When I first heard Sandi Toksvig give her reason for leaving the Friday night News Quiz as setting up the Women’s Equality Party my heart gave a little leap. I have only ever been interested in politics a couple of times in my life… the first time when I discovered feminism at university and realised it made perfect sense in explaining the order of things in the world and the second time was ahead of the 1997 election when it looked like we would finally have a government that would take women and their lives seriously. That was a honeymoon period which didn’t last. As a journalist I interviewed Glenys Kinnock about British politics and she said she could in no way join a Parliament which faced each other as enemies and was built around the politics of opposition. I totally agreed and still do.
Getting equal numbers is important but so is changing structures and cultures… it does not always happen automatically! Women and particularly women in the mainstream of business and politics where processes have been established around the lives and characteristics of men become immersed in the dominant culture rather than establish their own. This in no way blames women for being like men, they may well be or they may well learn to be – it may have to happen to progress.
So a group of really inspiring and brilliant women from the mainstream, let it be said, rather than the margins which is where my early feminist activities and beliefs were drawn from… are spelling it out. I only hope the complexities of gender relations imbued as they are with power and dominance get their just attention.

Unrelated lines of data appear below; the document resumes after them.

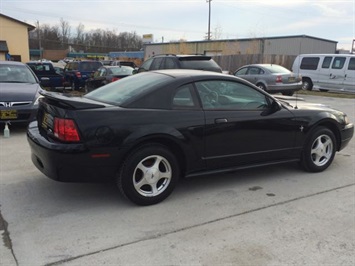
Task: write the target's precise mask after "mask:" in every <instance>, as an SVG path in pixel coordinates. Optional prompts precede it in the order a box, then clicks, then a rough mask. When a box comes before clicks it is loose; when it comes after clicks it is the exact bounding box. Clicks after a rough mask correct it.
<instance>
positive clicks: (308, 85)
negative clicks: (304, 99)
mask: <svg viewBox="0 0 355 266" xmlns="http://www.w3.org/2000/svg"><path fill="white" fill-rule="evenodd" d="M312 89H313V83H312V80H311V79H309V78H304V79H303V80H302V90H307V91H311V90H312Z"/></svg>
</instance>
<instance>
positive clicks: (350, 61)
mask: <svg viewBox="0 0 355 266" xmlns="http://www.w3.org/2000/svg"><path fill="white" fill-rule="evenodd" d="M348 69H349V70H355V58H350V61H349V67H348Z"/></svg>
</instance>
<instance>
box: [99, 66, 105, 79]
mask: <svg viewBox="0 0 355 266" xmlns="http://www.w3.org/2000/svg"><path fill="white" fill-rule="evenodd" d="M105 75H106V69H105V68H101V71H100V77H104V76H105Z"/></svg>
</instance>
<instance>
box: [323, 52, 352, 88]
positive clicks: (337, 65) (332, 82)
mask: <svg viewBox="0 0 355 266" xmlns="http://www.w3.org/2000/svg"><path fill="white" fill-rule="evenodd" d="M345 62H346V57H345V56H335V57H334V58H333V61H332V64H331V67H330V68H329V70H328V77H327V79H323V80H320V82H319V86H320V88H321V89H323V88H324V89H336V90H341V89H342V87H343V83H344V79H345Z"/></svg>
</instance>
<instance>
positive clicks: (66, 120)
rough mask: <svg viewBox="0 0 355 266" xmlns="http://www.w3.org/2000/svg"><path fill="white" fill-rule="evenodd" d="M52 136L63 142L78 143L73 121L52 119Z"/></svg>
mask: <svg viewBox="0 0 355 266" xmlns="http://www.w3.org/2000/svg"><path fill="white" fill-rule="evenodd" d="M54 136H56V137H57V138H58V139H60V140H63V141H69V142H78V141H80V137H79V132H78V129H77V128H76V125H75V122H74V120H71V119H62V118H57V117H55V118H54Z"/></svg>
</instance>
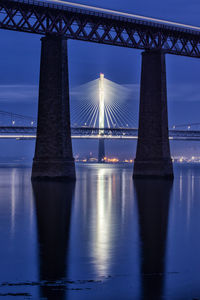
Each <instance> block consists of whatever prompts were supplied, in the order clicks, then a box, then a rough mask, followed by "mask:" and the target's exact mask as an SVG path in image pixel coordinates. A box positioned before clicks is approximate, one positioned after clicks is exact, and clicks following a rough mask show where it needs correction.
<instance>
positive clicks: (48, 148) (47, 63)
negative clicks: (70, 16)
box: [32, 35, 75, 180]
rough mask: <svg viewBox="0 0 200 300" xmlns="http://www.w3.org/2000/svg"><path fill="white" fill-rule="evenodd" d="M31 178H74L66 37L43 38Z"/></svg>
mask: <svg viewBox="0 0 200 300" xmlns="http://www.w3.org/2000/svg"><path fill="white" fill-rule="evenodd" d="M32 179H33V180H34V179H58V180H60V179H64V180H69V179H75V164H74V159H73V154H72V142H71V132H70V110H69V82H68V57H67V40H66V39H65V38H63V37H55V36H51V35H50V36H45V37H43V38H42V49H41V65H40V84H39V102H38V125H37V139H36V147H35V155H34V159H33V166H32Z"/></svg>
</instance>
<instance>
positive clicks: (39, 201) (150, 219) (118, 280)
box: [0, 164, 200, 300]
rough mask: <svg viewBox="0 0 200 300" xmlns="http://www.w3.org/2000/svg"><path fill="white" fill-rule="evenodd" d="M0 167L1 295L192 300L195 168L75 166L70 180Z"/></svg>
mask: <svg viewBox="0 0 200 300" xmlns="http://www.w3.org/2000/svg"><path fill="white" fill-rule="evenodd" d="M30 174H31V169H29V168H16V167H13V168H12V167H9V168H0V298H2V299H3V298H5V299H13V298H14V297H17V299H68V300H83V299H84V300H94V299H95V300H103V299H105V300H107V299H108V300H129V299H136V300H146V299H147V300H159V299H160V300H161V299H166V300H173V299H175V300H192V299H200V276H199V274H200V255H199V253H200V238H199V237H200V166H197V165H187V166H184V165H183V166H175V179H174V182H171V181H165V180H135V181H133V180H132V167H130V166H126V165H105V164H102V165H98V164H91V165H86V164H85V165H77V181H76V183H75V184H73V183H63V182H62V183H58V182H57V183H49V182H40V183H39V182H38V183H33V184H32V183H31V181H30Z"/></svg>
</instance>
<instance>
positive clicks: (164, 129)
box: [0, 0, 200, 179]
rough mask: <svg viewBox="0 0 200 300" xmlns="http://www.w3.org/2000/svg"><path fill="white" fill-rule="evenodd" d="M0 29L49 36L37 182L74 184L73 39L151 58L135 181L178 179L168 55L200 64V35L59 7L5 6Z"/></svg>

I have argued for years for quotas for women on boards and even in senior management in certain circumstances. During the Treasury Select Committee’s interviews and published in their Report into Women and the City which I submitted evidence,
Sally Keeble– the only female member of the committee…noted that women had not gained one step of equality without the aid of legislation i.e. if left to men over the years we would still be without property rights, rights over our children, barred from professions and education etc. etc. We may look in aghast at Saudi Arabia where women’s second class status is enshrined in law but we have not got that big a headstart – what is a hundred years or so in history?

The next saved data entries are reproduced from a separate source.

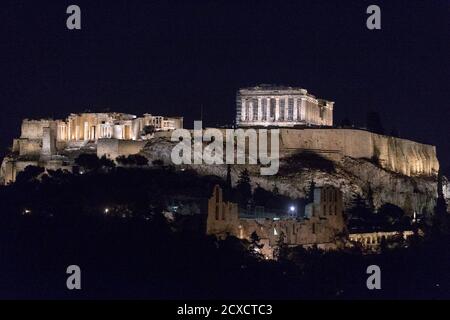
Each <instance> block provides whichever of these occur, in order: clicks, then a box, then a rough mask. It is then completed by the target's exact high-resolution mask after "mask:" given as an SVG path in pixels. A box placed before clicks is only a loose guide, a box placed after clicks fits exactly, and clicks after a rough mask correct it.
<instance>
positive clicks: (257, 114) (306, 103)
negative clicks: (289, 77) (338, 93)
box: [236, 85, 334, 127]
mask: <svg viewBox="0 0 450 320" xmlns="http://www.w3.org/2000/svg"><path fill="white" fill-rule="evenodd" d="M333 105H334V102H332V101H327V100H323V99H317V98H316V97H315V96H313V95H311V94H309V93H308V91H307V90H305V89H302V88H297V87H284V86H272V85H259V86H256V87H250V88H243V89H240V90H239V91H238V94H237V101H236V124H237V125H238V126H280V127H293V126H332V125H333Z"/></svg>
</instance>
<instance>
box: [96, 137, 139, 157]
mask: <svg viewBox="0 0 450 320" xmlns="http://www.w3.org/2000/svg"><path fill="white" fill-rule="evenodd" d="M146 143H147V142H146V141H134V140H119V139H99V140H98V141H97V156H98V157H102V156H104V155H105V156H106V157H108V158H110V159H115V158H117V157H118V156H121V155H124V156H128V155H131V154H137V153H139V152H140V151H141V150H142V148H143V147H144V146H145V144H146Z"/></svg>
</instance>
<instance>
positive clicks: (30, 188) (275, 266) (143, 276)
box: [0, 168, 450, 299]
mask: <svg viewBox="0 0 450 320" xmlns="http://www.w3.org/2000/svg"><path fill="white" fill-rule="evenodd" d="M21 179H22V180H21ZM213 183H217V178H214V177H204V178H201V177H197V176H196V175H195V174H194V173H190V172H185V173H182V174H179V173H175V172H173V171H171V170H170V168H161V169H154V170H140V169H123V168H112V169H110V170H109V172H108V173H104V172H102V173H100V172H91V173H86V174H83V175H73V174H68V173H62V172H53V173H51V174H50V176H49V177H44V178H43V179H42V181H37V180H35V179H34V178H30V177H22V178H20V179H19V182H18V183H16V184H14V185H12V186H8V187H4V188H1V189H0V205H1V212H0V214H1V216H0V298H8V299H13V298H38V299H49V298H57V299H60V298H62V299H81V298H97V299H100V298H113V299H116V298H126V299H128V298H139V299H141V298H142V299H218V298H223V299H260V298H267V299H317V298H325V299H350V298H352V299H354V298H361V299H366V298H368V299H381V298H392V299H399V298H412V299H415V298H439V299H443V298H447V299H448V298H450V240H449V237H448V236H446V235H444V234H441V233H436V234H435V235H433V236H429V237H427V238H425V239H416V240H415V241H413V242H412V243H411V245H410V247H409V248H406V249H397V250H393V251H385V252H383V253H382V254H380V255H361V253H360V252H358V251H357V250H354V251H345V252H329V253H324V252H321V251H319V250H316V249H314V250H309V251H306V250H303V249H290V250H289V249H286V252H285V253H284V254H283V256H282V257H281V258H280V260H279V261H266V260H264V259H261V257H260V256H258V255H257V254H255V253H252V251H249V250H248V248H251V247H252V243H246V242H242V241H240V240H238V239H236V238H233V237H229V238H228V239H227V240H224V241H217V240H216V239H215V238H213V237H207V236H205V235H204V228H203V224H204V217H203V216H202V215H193V216H182V217H178V218H176V219H175V221H173V222H168V221H167V219H166V218H165V217H164V216H163V215H162V214H161V211H162V207H163V206H164V203H163V202H164V200H165V198H166V197H167V196H168V195H170V194H176V193H182V192H183V190H189V193H190V194H191V195H195V196H198V197H199V198H202V197H208V196H209V192H210V190H211V186H212V185H213ZM105 209H110V210H106V211H108V212H106V211H105ZM287 257H289V260H288V258H287ZM372 264H376V265H378V266H380V268H381V284H382V289H381V290H368V289H367V287H366V280H367V278H368V277H369V275H367V274H366V269H367V267H368V266H369V265H372ZM69 265H78V266H80V268H81V286H82V289H81V290H72V291H71V290H68V289H67V288H66V279H67V277H68V276H69V275H67V274H66V268H67V267H68V266H69Z"/></svg>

I hope the WE party are prepared for the inevitable backlash that may follow their formation. I know they are keen to engage with all political parties and urge them to adopt their policies but a note of caution – historically when women’s concerns have been politicised, mainstream parties have often co-opted their demands and made them their own, only to shuffle them further down the pack at a later date.
The time is right for women to make their own arguments and have their own party and hold out for the changes they want to make.
I celebrated International Women’s Day with thousands of others yesterday at the WOW festival on London’s Southbank. The particular draw this year for me was Salma Hayek’s premier showing of her animated film The Prophet, a version of the best -selling book by Kahlil Gibran, after which she gave a talk and did a Q & A session with the audience in the Queen Elizabeth Hall.
There was something so refreshing to have a figure that is one of Hollywood’s most glamorous actresses talking about feminism and changing the world. I confess to not having known very much about Hayek and so did some research to discover that she started her own production company in order to provide films and TV shows together with roles that she felt the male dominated film world were denying women. She is also responsible for Ugly Betty – the hit TV series. She spent eight years trying to get Freda made and another eight to complete The Prophet which features a little girl finding her voice, such is the resistance to ‘female centred’ films. The film The Prophet is for all ages and charming yet she has failed to find a distributer for it in the UK. How depressing to think that all the public want is violence and action. She was told that a film about poetry and philosophy would not interest a young audience! Hayek also spoke passionately about the charity she is involved in called Chime for Change
Another Hollywood legend Jane Fonda stood up for feminism last week too at the International Conference on Masculinity in New York stating that ‘the most intractable problem that humanity faces is the problem of patriarchy,’. Predictably both women’s important critiques and comments were overshadowed in the Daily Mail write up by descriptions of their appearance and clothing.
One problem that feminism in the past has had is trying to effect change from the margins so to have a number of powerful insider women with huge influence publicly demanding change and an end to patriarchy is cause for celebration. No more having to bite your lip!
We hear a lot about choice amidst the numerous debates about women and their position in society. Women choose to go to work or stay at home, women choose to work part time, women choose to work in the sex trade, women choose to wear a veil…. If we start to add in the less obvious choices.. some women choose the have the daughters’ genitalia mutilated, Chinese women chose to bind their daughters feet, women choose to turn a blind eye to their partners abuse of their daughters, women chose marriage over careers until a few years ago….. the use of the word choice becomes less and less appropriate. Of course women did not choose to hand over all their property to their husbands upon marriage. Of course women in Saudi Arabia do not choose not to drive…
We choose available options… but the question is who makes them available and who and what determines the cultural and social discourse of the time – this can be material and, more powerfully ideological. Please can we recognise the discourse of freedom of choice for what it is – limiting.